It is not difficult to foresee.
It is already foreshadowed. It will be that of the Copperhead policy—at first
partly, and at last wholly. It will begin by saying that when the rebels lay
down their arms all rights and privileges hitherto enjoyed are resumed, and
persons proved guilty of treason according to law are to be punished. It will
end by declaring a general amnesty and an assumption of the Confederate debt,
for the sake of conciliation and fraternity. In plain terms, it will propose
that, having won the victory, we shall give it to the enemy.
If now we should ask any
reasonable "Conservative," By such a policy what do you get for the war? he
would doubtless reply, "We get the established proof of the superiority of the
Government to armed rebellion." If then we ask, But what security do you get
against a more dangerous rebellion? he would make the same answer. If we still
inquire, "Upon the mere word of the insurgents, do you mean to withdraw the
troops, and allow every body who may not be convicted of treason to vote for
members of Congress?" he must either answer Yes, in which case the rebel
slaveholders return at once to the control of the Government in alliance with
the "Conservatives" of the North; or he must answer, "No; only those can vote
who take an oath;" in which case he deserts his platform, and does not permit
all who lay down their arms to resume their old privileges.
The question of the election will
be simply, "Shall the war have been fought for something or for nothing?" There
will be no chance for cozening or evasion. One party will say, "Slavery made the
war, and there can be no peace until it is destroyed. You might as well think to
secure the lives of your children by chasing the wolf into the bushes in the
garden instead of killing him, as to hope for the tranquillity of this country
while slavery endures." The other will cry, "Pooh! pooh! if you have a cancer on
your breast just put on a clean shirt and go in, and all will be serene."
WAR BY ANY OTHER NAME IS PRETTY MUCH THE SAME THING.
IF, after the full and open
debate of the question, the new rebel war-ships sail against any of our ships or
ports out of English harbors, it will be a declaration of war. The farce of
neutrality is played out. The British laws are proved incompetent to save the
commerce of a friendly power from the ravages of pirates fitting out in England.
If, then, she says, "I don't care enough about it to have laws that will protect
my allies," she simply says she does not care about peace.
To all our remonstrance and
argument England has practically but one answer: "Why do you complain of our
selling to the Confederates what you ask us to sell to you? We trade with all
parts of all the world; and while we take no side in a domestic national quarrel
like yours, you can not fairly complain that we treat both sides alike."
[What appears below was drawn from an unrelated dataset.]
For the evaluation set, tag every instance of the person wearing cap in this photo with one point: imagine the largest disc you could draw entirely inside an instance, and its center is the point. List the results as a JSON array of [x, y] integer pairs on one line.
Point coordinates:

To this the reply is conclusive,
that international law excepts the very class of cases of which we complain; and
that to build and equip war-ships, or suffer them to be built, and then to let
them sail from your harbors to prey upon the commerce of an ally, is one of the
most offensive causes of war. To prevent it altogether is impossible. Not to try
to prevent it is to connive at the piracy. England knows perfectly well what we
think and why we think it. There is no wire-drawing, no hair-splitting, no
special plea in our position. And if she still persists in building, fitting,
and sailing ships against us, on what ground will she complain if we build, fit,
and sail ships against her? Such things are usually called war. But if she
prefers to call them neutrality, we are not in the least particular about names.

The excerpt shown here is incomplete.